В одном из перерывов заседания-концерта я разговорился с Тарасовой и упомянул, что собираюсь инсценировать «Анну Каренину». Помню, какое волнение вызвала у Аллы Константиновны моя идея. Когда в конце заседания я поделился той же мыслью с Владимиром Ивановичем, то у меня уже был в лице Тарасовой горячий союзник будущего спектакля.

Мысль о постановке «Анны Карениной» на сцене понравилась Владимиру Ивановичу. Но он сразу сказал, что считает эту затею очень трудной. Вспомнил, что инсценировка «Анны Карениной» в свое время очень привлекала его, но тогда он как-то не нашел к роману театрального ключа.

Решил, что я подробно изложу театру свой драматургический замысел и что, «во всяком случае, надо сделать опыт».

Дальнейшие события развивались довольно быстро. Я написал свои «тезисы», познакомил с ними Маркова и Сахновского. Затем с моим планом ознакомился Владимир Иванович. План был им одобрен, и мы условились, что весной 1935 года я представлю театру готовый текст пьесы.

Мысли, с которыми я подходил к инсценировке «Анны Карениной», сводились к следующему.

Прежде всего я считал необходимым, чтобы спектакль «Анна Каренина» не был ни сценическими иллюстрациями к роману, ни набором более или менее сильных драматических сцен и диалогов, извлеченных из книги и связанных между собой механически. Другими словами, мне хотелось создать самостоятельную толстовскую пьесу, показать, где Толстой мыслит в романе {189} как драматург И эту «драматургию» Толстого обнаружить и перенести на сцену. Таким образом, «Анна Каренина» должна была быть как бы новой толстовской пьесой, а на долю драматурга спектакля должна была лечь задача наиболее точно вскрыть драматическую основу романа.
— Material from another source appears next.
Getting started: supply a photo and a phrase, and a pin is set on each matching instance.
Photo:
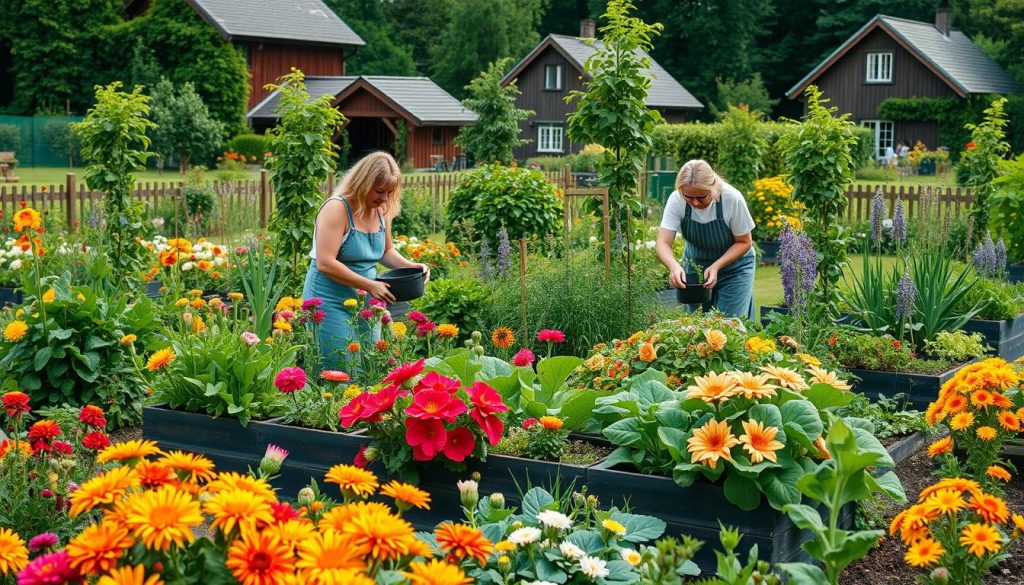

Эта позиция содержала ряд других важных положений. Если «Анна Каренина» пьеса, а не инсценировка, то она должна быть сделана так убедительно, чтобы зритель, даже не знающий романа, мог рассматривать театральную «Анну Каренину» как произведение, имеющее самостоятельное художественное бытие, чтобы оно было понятно без тех ассоциаций и дополнений памяти, которые, естественно, образовывались от чтения романа.

С другой стороны, для знающего роман «Анна Каренина» пьеса не должна вступать в противоречие с его, читателя, опытом и, наоборот, восприниматься как бережное Истолкование театром любимой книги.

Отсюда становилось очевидным, что «Анну Каренину» надо строить по принципу единого и целостного драматургического события, неизбежно оставляя в стороне, может быть, и чрезвычайно ценные куски, но имеющие эпический, а не драматический характер.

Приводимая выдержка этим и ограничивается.